A Catholic priest who regularly prays outside an abortion clinic wrote of his positions in a newspaper column, to which two letter-writers responded.They dismissed the church’s teaching against abortion on the grounds of the recent sex scandals — in which church officials covered up accusations of sexual abuse, mostly by homosexual priests against teenage boys.

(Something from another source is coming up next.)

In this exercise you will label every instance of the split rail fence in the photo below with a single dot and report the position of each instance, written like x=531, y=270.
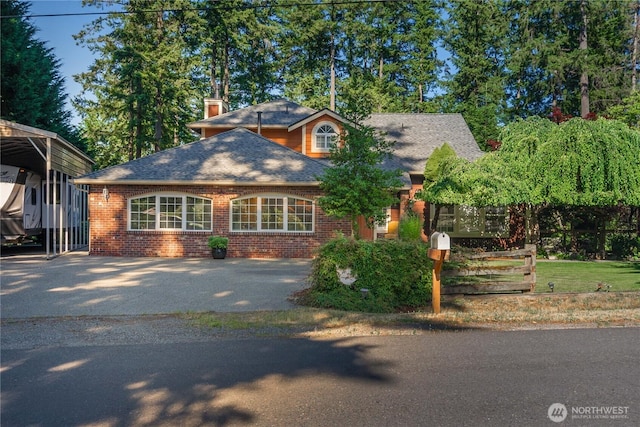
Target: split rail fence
x=492, y=277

Catholic blogger Jay Anderson reacted by proposing a Catholic equivalent to the Internet rule known as Godwin’s Law "for invocations of ‘the Scandal’ as a rhetorical device."
"It would go something like this: ‘As a debate involving the Catholic Church (either a discussion about the Church specifically, or a discussion in which the Church is taking a position) grows longer, the probability of someone mentioning the sex scandal approaches one.’
"And then there’s its corollary: ‘Once such reference to the Scandal is made, whoever mentioned the Scandal has automatically "lost" whatever debate was in progress,’ " writes Mr. Anderson, a former mayor of Columbia, Va.
"Perhaps the Scandal is still too recent," he concludes. "But surely, at some point in time, such ad hominem argumentation against the Church and its teachings needs to be consigned to similar status as inappropriate Nazi comparisons."
The author of the article though doesn’t state Godwin’s law very well at the beginning since it as Jay previously noted is "regarding references and analogies to the 3rd Reich." Unfortunately I think we will have too many opportunities to state "Anderson’s Law" since the priestly scandal abuse analogies are all to common in many conversations regarding the Church.
1 comment
Ahhh, so that is why Sean Hannity mentioned the abuse scandel when called on his support for unlimited contracetption! I guess wayward Catholics can use this too! I think they used to call this a red herring.